Singers living in California who o­nce were boycotted by anti-communist activists for performing in Vietnam can tour their homeland with little worry.

And expatriate Vietnamese who saw Vietnam's music industry as the long arm of a government they despise are slowly moderating their views. So many starlets from Hanoi and Saigon now perform in the United States that some fans can't be sure who comes from where.

Loc Nguyen, a 64-year-old San Jose resident and music fan, was a fighter pilot for South Vietnam and spent time in a communist re-education camp. Like many expatriate Vietnamese, he fled after the fall of Saigon in 1975.

He recently went to see the aging Elvis Phuong, a star who made his fortune in the United States, but was equally excited to hear two baby-faced Vietnamese divas who recently arrived in California.

Nguyen said that after many years, expatriate Vietnamese are beginning to realize performers should be judged by the music they make, not where they're from.

"If I was to hear a beautiful Russian song, I'm not going to hate it because it's associated with the Soviets," Nguyen said through a translator.

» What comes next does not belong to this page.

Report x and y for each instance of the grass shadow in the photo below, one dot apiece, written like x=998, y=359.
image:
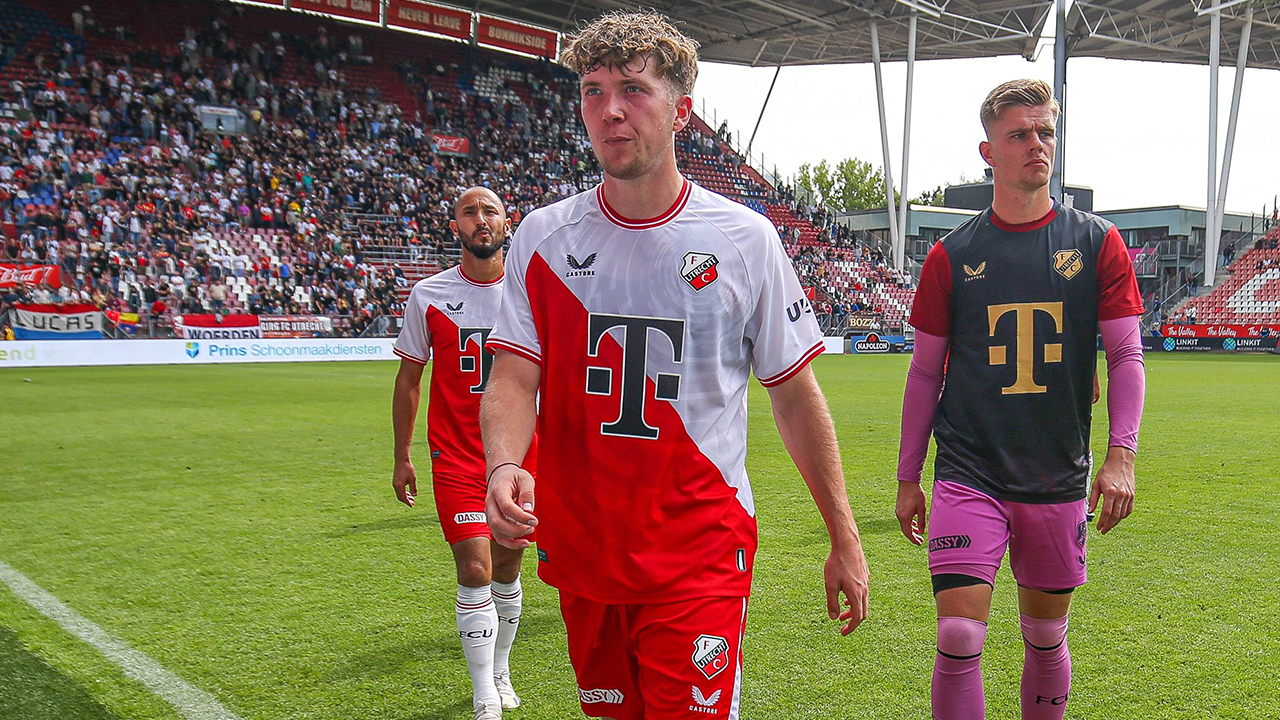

Orange County's crowded Little Saigon district is the Nashville of the expatriate Vietnamese music industry. Production houses such as Paris By Night and Asia Entertainment, Inc. churn out thousands of CDs and DVDs by expatriate stars.

The DVDs in particular - recordings of live concerts and variety shows featuring dozens of singers and comedians - are a common touchstone for a community of about 3 million Vietnamese living in dozens of countries.


As recently as five years ago, the anti-communist zeal of expatriate Vietnamese caused trouble for artists o­n both sides of the Pacific.

When Elvis Phuong toured Vietnam in 2000 for the first time since 1975, promoters canceled 12 shows in the US in protest, according to Caroline Kieu Linh Valverde, an Asian-American Studies professor at the University of California, Davis.

Now, Phuong lives most of the year in Saigon and regularly performs in the United States and other Western nations. A mainstay of the American Vietnamese pop scene, Phuong found fans in Vietnam hungry for live performances after buying pirated copies of his CDs and DVDs.

This year Lynda Trang Dai, a.k.a. the "Vietnamese Madonna," returned to her homeland for the first time since 1979. She's already planning a three-city "Lynda Live in Vietnam" tour for August.

"Sometimes I have to hold back from crying because it's just so touching the way the audience responds to me. They idolize me, like the real Vietnamese Madonna," said Dai, 35. "They've been waiting for so long for me to come back."